Hal ini terbongkar ketika tim Direktorat Reserese Kriminal Umum (Ditreskrimum) Polda Sumbar menggerek sebuah hotel di kawasan Kampung Pondok, Padang Barat, Selasa (29/1/2019) sekitar pukul 22.00 WIB.

Dua pelaku berinisial F (18) dan D (22) diketahui sebagai mucikari. Mereka diduga memperdagangan anak di bawah umur dan dijadikan sebagai pekerja seks.

Demikian keterangan bersama Direktur Reserse Kriminal Umum (Dirreskrimum) Polda Sumbar Komisaris Besar Onny Trimurti Nugroho dan Wadireskrimum AKBP Muchtar Supiandi Siregar yang dilansir situs resmi Polri, Kamis (31/1/2019).

Muchtar Supiandi Siregar mengatakan korban berinsial GLV (16).

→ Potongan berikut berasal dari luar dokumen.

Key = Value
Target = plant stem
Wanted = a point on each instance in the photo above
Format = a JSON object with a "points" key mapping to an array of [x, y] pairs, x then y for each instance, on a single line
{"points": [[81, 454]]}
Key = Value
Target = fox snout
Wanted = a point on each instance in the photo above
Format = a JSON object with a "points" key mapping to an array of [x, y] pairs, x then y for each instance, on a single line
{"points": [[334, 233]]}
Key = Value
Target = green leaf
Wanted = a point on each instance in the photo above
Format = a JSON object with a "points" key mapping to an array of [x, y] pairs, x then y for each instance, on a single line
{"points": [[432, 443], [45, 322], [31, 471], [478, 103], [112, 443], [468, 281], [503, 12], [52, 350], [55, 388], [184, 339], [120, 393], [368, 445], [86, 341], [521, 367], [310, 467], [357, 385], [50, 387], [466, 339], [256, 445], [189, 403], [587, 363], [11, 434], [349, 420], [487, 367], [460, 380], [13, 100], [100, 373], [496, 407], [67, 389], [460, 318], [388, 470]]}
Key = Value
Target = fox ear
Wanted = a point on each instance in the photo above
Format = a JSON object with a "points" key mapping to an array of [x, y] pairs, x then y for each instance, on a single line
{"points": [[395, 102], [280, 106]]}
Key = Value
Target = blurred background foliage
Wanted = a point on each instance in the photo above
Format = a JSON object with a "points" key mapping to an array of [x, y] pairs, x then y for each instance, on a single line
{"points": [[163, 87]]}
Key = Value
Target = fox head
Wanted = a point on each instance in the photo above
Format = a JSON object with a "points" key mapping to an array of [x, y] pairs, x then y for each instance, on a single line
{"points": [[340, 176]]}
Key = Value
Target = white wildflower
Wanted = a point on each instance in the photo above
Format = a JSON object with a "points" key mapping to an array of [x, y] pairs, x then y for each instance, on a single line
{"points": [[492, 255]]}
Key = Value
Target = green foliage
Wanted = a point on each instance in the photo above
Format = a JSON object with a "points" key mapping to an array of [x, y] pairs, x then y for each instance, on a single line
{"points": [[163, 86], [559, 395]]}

Selain itu, polisi juga mengamankan tujuh orang lainnya, yakni DPP (17), MRH (17), AP (17), FA (17), RA (18), OC (18), dan DV (19).

Saat diamankan, petugas menemukan uang tunai jutaan rupiah, alat kontrasepsi (kondom) serta obat kuat sebagai barang bukti di dalam kamar hotel.

“Prostitusi online sangat marak saat ini. Makanya kita lakukan penyelidikan. Hasil pemeriksaan yang diduga terlibat praktek protistusi online melalui salah satu aplikasi online. F sudah kita tetapkan sebagai tersangka sedangkan dua lainnya saksi dan korban,” ujar AKBP Muchtar.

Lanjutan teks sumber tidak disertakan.